Why Barth Wasn’t a Universalist (In His Own Words)

I’ve been reading quite a bit of Barth and Moltmann in the last year. In both cases, it’s hard not to pick up on some hints of implied universalism here and there in their writings. I may devote a post or two later to universalism in Moltmann (it seems fairly explicit in parts of The Coming of God, which I’m reading right now)…  but for now I’d like to share how Barth responded when someone tried to nail him down on this question in April 1962 during a Q&A in Chicago.

 
Does not the tacit universalism displayed in the Church Dogmatics contradict the biblical predictions concerning the eternal damnation of those who freely choose to disobey God?


I like to answer in the form of questions, and I ask you now: Is there such a thing as real freedom for disobedience as you seem to presuppose? Freedom for disobedience… In my Bible I am reading… “if the Son makes you free, you are indeed free.” Indeed free, not otherwise. Disobedience doesn’t mean a kind of freedom, but imprisonment. This does neither imply nor exclude what you call tacit universalism. It doesn’t imply it because God is not compelled, God is not forced, by any “ism”, like for example the “ism” of Oregin, to give freedom to any or to all. God is not bound to do it. And so far my thesis can’t imply universalism. On the other side, I see no possibility to exclude it, because God’s grace, his sovereign grace, cannot be limited to he who believes to be saved himself. By God’s grace he cannot imagine that grace should be irresistible for him, but resistible for others. 

Let us preach and teach the freedom of God’s grace, and the real human freedom which he gives us in his grace to obey him. The real freedom to obey him. The biblical passages to which you refer are, if I’m right, to be understood as very strong warnings, rather than as a historiography of the eternal future.

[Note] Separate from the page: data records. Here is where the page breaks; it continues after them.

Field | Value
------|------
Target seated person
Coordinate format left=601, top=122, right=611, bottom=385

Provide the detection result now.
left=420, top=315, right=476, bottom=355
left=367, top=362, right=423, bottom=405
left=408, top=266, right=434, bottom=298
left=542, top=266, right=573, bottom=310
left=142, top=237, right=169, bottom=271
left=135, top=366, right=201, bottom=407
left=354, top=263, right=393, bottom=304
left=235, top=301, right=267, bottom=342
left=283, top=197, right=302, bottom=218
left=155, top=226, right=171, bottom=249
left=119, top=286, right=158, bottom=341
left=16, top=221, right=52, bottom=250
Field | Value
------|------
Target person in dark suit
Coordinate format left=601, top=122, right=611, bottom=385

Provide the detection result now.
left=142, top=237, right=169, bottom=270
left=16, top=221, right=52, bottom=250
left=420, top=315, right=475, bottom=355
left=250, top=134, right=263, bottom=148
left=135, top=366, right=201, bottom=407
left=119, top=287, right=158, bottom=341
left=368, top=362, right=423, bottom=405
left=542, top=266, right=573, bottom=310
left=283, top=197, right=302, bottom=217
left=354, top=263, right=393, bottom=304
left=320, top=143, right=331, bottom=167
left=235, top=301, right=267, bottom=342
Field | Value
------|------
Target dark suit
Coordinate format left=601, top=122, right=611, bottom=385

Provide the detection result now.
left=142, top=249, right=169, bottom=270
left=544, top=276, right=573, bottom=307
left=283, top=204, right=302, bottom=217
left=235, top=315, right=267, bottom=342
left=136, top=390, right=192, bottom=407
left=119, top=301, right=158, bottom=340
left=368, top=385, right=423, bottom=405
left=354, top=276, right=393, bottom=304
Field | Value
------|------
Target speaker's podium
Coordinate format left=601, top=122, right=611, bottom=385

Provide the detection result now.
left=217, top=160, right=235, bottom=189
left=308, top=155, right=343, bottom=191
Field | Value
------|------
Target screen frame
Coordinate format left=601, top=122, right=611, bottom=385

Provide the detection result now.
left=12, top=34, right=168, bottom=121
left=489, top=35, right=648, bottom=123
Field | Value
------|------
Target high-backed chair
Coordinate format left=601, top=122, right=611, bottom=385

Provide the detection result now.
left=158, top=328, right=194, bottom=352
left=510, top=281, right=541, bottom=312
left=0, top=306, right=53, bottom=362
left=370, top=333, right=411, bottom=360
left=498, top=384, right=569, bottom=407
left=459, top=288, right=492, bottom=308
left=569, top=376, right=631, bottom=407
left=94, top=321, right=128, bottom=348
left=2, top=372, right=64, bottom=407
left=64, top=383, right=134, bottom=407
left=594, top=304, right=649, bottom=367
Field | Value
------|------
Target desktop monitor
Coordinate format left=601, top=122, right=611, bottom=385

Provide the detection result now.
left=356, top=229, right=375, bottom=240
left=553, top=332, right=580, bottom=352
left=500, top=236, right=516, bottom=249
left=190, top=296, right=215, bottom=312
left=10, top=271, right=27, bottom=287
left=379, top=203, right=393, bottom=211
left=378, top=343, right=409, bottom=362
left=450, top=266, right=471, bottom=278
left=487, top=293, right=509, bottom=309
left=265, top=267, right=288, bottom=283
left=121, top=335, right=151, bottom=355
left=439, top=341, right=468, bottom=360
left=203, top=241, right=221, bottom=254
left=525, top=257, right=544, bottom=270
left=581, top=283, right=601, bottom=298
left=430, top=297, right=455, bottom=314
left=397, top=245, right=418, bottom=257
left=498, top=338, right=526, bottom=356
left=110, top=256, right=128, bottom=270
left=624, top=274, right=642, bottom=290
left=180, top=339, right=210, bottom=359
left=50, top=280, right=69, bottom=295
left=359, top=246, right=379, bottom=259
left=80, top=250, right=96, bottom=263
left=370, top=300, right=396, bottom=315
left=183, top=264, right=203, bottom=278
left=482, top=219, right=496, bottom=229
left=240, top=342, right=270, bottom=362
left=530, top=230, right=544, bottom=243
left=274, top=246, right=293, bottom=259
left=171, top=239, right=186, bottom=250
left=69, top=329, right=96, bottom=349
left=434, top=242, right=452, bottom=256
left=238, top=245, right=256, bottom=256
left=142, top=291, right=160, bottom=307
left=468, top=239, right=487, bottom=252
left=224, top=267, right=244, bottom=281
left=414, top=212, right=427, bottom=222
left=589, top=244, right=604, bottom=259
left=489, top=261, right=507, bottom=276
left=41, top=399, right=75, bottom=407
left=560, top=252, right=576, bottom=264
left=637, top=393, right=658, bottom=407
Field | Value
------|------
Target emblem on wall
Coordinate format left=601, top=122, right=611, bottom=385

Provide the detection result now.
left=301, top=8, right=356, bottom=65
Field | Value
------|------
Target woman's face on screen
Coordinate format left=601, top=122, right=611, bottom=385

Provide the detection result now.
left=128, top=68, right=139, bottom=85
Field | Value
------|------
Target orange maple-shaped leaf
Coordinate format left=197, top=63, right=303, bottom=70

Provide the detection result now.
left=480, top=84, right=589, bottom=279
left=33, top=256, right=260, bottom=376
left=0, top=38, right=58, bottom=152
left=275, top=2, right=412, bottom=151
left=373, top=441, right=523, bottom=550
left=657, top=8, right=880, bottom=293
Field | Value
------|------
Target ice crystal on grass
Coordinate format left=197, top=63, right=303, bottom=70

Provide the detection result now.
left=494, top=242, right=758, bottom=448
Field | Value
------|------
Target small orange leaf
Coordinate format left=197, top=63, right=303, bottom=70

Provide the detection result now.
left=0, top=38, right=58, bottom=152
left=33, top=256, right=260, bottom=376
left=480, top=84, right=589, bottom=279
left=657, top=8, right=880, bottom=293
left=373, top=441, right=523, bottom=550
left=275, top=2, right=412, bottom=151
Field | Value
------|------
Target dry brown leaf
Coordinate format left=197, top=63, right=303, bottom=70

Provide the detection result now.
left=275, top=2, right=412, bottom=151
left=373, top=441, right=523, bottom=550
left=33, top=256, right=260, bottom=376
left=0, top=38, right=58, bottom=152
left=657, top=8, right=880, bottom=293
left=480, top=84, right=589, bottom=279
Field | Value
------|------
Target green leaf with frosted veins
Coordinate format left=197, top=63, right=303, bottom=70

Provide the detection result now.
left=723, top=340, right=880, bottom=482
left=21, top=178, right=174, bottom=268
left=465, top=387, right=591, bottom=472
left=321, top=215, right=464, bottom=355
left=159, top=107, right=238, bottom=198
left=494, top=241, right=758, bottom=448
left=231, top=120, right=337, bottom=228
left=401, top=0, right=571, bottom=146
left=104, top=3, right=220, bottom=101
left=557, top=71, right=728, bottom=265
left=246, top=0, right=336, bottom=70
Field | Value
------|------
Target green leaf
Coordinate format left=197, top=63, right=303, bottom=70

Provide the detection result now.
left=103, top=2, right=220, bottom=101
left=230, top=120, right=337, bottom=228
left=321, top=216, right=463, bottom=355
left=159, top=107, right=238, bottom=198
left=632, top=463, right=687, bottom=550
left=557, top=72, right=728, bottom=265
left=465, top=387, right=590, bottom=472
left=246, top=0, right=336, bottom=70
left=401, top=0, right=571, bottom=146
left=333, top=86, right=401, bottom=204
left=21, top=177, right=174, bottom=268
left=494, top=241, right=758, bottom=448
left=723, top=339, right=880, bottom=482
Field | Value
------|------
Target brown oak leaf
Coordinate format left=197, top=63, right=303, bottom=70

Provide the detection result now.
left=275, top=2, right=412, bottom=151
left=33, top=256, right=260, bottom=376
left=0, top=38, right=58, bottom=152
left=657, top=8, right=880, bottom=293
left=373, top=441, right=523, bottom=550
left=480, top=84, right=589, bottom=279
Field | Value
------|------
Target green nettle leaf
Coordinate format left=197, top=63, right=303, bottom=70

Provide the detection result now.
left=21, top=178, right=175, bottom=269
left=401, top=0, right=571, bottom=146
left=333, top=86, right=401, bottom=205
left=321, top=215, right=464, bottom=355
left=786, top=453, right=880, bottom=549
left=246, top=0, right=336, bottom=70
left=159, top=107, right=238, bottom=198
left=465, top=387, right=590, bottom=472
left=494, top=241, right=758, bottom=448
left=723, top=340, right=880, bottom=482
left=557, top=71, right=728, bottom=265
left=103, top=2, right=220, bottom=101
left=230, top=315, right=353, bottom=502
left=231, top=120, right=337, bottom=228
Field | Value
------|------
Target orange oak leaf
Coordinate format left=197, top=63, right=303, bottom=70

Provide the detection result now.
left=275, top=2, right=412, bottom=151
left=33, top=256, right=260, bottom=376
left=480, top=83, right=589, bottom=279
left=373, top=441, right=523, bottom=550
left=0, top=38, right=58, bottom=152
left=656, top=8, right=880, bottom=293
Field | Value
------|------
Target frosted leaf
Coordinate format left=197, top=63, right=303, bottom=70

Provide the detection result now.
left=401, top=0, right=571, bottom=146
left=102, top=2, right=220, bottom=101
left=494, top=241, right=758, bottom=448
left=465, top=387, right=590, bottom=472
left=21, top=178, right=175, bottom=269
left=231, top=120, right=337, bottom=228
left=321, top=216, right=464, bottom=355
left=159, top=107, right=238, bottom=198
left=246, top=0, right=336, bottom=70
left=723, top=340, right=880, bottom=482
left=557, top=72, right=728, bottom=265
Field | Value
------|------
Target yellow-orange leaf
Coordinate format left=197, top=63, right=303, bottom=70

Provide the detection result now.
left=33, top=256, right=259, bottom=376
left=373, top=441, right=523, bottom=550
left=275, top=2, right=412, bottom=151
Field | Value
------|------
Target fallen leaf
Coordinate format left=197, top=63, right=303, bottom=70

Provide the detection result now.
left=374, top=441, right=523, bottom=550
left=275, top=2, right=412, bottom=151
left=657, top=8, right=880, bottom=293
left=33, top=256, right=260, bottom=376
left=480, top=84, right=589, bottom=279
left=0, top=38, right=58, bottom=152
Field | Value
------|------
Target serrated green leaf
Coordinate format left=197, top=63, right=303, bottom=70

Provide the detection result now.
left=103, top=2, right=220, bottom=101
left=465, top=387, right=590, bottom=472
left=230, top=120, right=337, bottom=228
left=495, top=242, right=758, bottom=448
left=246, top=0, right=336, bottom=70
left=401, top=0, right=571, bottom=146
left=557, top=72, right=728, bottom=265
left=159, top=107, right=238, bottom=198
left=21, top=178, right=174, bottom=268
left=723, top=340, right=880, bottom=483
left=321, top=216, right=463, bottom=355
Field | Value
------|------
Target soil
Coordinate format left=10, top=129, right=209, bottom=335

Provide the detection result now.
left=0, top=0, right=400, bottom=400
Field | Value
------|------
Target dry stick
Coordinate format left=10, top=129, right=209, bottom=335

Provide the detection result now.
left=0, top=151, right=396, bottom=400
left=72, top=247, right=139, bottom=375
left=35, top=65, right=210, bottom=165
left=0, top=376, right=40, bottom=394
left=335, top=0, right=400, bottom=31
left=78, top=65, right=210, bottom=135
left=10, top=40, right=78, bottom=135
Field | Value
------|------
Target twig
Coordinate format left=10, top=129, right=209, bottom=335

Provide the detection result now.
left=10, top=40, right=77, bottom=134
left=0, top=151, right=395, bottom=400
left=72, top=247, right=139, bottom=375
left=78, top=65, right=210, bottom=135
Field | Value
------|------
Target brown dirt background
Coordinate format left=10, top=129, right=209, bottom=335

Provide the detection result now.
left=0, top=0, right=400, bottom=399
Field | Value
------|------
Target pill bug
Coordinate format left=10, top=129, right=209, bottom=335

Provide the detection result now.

Barth’s English isn’t the greatest, so I’m not sure I transcribed this perfectly. Listen to the audio of this question and answer here. It’s part of the Evangelical Theology: American Lectures 1962 audio set.

I don’t think that Barth actually totally dodges the “universalist” label in this answer… Suffice it to say he comes off as something of a “hopeful” universalist, not a dogmatic one.  I couldn’t help but be reminded of when (almost two years ago) people were trying to nail Rob Bell down with similar questions during the whole Love Wins is-Rob-Bell-a-universalist controversy. Both Barth and Bell use the word “freedom” in their defense.  For Barth the possibility is opened up by his understanding of the freedom of God’s grace (i.e. God’s sovereign choice); while for Bell it is about the God-given freedom of humans to choose. Similar outcome… but very different theological rationale.